By the sympathetic look and the nodding of the judge’s head Sara had made headway in their case to keep Lily. Trust her to speak so frankly and succinctly. Grant wanted her in his corner all the time. What would life have been like for him if he’d heard just a little of that confidence in him from his father? It didn’t matter now because Sara had faith enough in him to make up for anything his father had said.
“Now, if you don’t mind I think I’ll take Lily outside to finish feeding her,” Sara said.
The judge nodded. “That will be fine.”
Sara pushed the stroller out of the way, stood and took Lily from Grant. The baby made a sound of protest. He quickly handed the bottle and rag to Sara, who smiled at him and left the room. The woman was a class act. Without her he wouldn’t have had a chance to keep Lily.
Mr. Armstead sat forward in his chair. “Judge, I understand that Dr. Smythe and Mrs. Smythe have only been married a few weeks.”
The judge looked at Grant. “Is this true?”
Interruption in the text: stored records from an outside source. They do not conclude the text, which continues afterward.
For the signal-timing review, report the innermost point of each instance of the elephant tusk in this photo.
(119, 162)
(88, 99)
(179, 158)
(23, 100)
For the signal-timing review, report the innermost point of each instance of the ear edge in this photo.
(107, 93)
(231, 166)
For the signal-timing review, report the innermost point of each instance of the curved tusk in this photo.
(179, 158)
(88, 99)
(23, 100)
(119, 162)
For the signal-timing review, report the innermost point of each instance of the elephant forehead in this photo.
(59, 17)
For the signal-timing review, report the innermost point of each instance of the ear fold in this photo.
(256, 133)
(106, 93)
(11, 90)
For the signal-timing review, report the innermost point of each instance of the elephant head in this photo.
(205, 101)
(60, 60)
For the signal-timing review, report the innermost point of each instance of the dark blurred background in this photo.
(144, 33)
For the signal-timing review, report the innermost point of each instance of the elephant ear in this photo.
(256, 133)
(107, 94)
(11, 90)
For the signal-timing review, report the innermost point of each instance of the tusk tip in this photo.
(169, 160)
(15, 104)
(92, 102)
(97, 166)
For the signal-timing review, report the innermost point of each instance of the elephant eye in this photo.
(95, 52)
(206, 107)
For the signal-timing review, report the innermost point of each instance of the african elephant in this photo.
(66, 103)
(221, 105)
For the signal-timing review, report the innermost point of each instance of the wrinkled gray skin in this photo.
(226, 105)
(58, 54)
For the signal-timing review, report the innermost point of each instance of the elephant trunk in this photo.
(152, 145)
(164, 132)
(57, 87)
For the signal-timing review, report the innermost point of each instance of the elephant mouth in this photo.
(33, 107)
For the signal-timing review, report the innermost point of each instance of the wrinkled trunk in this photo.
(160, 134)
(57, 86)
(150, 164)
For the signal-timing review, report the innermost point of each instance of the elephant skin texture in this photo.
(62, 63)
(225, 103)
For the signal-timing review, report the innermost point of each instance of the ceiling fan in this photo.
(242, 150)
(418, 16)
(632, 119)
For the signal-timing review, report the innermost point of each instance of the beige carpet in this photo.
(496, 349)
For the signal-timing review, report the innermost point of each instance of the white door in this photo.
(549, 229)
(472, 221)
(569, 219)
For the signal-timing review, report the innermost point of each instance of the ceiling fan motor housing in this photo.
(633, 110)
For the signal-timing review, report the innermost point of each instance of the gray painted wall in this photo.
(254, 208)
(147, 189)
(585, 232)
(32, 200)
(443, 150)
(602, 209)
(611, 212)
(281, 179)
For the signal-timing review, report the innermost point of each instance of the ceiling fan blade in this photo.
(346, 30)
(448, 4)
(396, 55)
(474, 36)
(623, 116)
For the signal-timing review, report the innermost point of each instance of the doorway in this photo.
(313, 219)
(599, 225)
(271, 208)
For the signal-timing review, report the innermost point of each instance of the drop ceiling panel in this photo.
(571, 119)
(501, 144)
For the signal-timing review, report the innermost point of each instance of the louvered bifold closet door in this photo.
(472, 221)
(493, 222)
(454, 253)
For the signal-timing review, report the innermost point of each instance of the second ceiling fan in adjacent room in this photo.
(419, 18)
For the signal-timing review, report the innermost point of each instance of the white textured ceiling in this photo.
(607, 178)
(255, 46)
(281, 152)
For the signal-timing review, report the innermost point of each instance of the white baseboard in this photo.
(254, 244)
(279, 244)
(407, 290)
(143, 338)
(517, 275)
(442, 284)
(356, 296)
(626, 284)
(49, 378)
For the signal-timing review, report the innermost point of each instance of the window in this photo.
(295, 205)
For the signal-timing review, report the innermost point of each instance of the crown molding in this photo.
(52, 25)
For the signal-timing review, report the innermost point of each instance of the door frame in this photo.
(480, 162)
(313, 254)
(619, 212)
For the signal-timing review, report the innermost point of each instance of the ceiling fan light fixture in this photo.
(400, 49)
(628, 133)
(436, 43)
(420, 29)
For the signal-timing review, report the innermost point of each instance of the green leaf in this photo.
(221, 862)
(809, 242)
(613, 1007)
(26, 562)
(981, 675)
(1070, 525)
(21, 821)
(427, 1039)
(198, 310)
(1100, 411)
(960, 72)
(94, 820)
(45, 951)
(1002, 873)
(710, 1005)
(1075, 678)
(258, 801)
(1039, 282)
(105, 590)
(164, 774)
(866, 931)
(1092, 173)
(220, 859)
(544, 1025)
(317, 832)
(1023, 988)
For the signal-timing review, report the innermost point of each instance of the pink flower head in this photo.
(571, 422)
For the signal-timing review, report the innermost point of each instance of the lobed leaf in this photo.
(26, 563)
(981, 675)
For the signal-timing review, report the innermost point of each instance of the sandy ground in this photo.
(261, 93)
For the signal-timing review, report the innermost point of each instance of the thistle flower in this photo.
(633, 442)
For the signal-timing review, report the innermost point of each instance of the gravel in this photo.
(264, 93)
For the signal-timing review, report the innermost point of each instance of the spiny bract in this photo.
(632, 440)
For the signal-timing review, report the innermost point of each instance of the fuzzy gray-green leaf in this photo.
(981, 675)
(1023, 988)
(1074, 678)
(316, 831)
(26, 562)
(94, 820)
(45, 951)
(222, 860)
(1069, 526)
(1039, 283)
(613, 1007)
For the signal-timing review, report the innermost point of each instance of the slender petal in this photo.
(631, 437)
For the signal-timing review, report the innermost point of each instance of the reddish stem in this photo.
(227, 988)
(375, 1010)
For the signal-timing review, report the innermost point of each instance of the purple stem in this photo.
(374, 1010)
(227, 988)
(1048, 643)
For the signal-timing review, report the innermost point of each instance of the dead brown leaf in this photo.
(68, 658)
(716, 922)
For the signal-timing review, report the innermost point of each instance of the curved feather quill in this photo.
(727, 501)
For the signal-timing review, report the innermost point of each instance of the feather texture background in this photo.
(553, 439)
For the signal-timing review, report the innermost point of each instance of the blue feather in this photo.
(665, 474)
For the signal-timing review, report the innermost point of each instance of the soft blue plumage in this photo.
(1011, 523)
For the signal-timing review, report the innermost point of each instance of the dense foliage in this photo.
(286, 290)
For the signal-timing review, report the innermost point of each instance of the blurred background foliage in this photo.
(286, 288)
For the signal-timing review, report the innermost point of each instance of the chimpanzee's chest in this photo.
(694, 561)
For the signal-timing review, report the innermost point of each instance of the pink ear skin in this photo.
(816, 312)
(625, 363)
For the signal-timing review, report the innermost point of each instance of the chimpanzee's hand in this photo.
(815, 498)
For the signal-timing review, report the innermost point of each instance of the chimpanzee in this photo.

He needed to use as few words as possible. To always tell the truth. “Yes, sir.”
“Did this custody case bring on a hasty marriage?”
“Sir, I consider marriage a serious institution. I would never enter into it without thought. I saw in Sara a wonderful mother. We both wanted to be parents to Lily. And we have been.”
To Grant’s great relief, the judge nodded as if satisfied.
“I think I have heard all I need. I’ll let both parties know my decision in a week or two.” The judge was clearly dismissing them.
Grant pushed the stroller out into the adjoining room and found Sara and Lily there. He took the now empty bottle from Sara and stored it away in the diaper bag. He spoke to Leon for a few minutes then they all walked to the parking area.
In the SUV, ready to go home, Grant turned to Sara. “Thanks. You were great in there. I’m grateful for all the nice things you said. I really think it made a difference.”
She smiled. “I hope so. I meant every word. You have become and will continue to be a wonderful father.”
“I hope the judge sees it that way.”
“I’m sure he will.”
* * *
Over the next week it was a waiting game. They didn’t talk about the looming custody decision but Sara was well aware it weighed on Grant’s mind. Still, those days were some of the happiest for her. She couldn’t have wished for Grant to be more attentive. A number of times they went out to dinner but the dates were nowhere as extravagant as their first one. Even then the custody decision hung over their heads. If he won, would he expect her to leave right away? After all, that had been their agreement.
There were still no goodbye kisses when he left for work or returned. Not even during their dates, except for the one time when he’d presented her with a star named after her. It was as if he drew the line, equating that type of affection with a true marriage. Did he think if he kissed her in the light of day then theirs would no longer be a business deal? It was a daily reminder of the true nature of their relationship.
They talked, shared their life stories but he never said anything about how he felt about her. Neither did he question her about her feelings for him. They continued to play house as if nothing would ever change. Their time was sweet but she often wondered in the early hours of the morning when the bitter time would come. And it would, she was confident of that.
With each passing day her attachment to Lily grew as well. The baby who just ate and slept had grown into one who smiled and cooed at Grant and herself. With each passing day all that she feared was happening. Her love for Grant and Lily was deepening. There was nothing to stop the heartache now. The only thing she could do was try to survive it when the time came.
For someone outside, looking at her life, it couldn’t be any better. For her, she was waiting for Grant to tell her to leave.
A week and a half after the court case Sara received a phone call from her former boss.
“Sara, I’m looking for someone to start up a program and oversee it in Wilmett. You were the first one to come to mind. I know the compassion you have for the patients and families and I understand your need to not get too involved right now. I thought this might be the perfect position for you. For the amount of work there will be a substantial salary.” He told her an amount.
It was generous. “I’ll have to think about it. I’m employed right now and I don’t know how much longer this job will last.”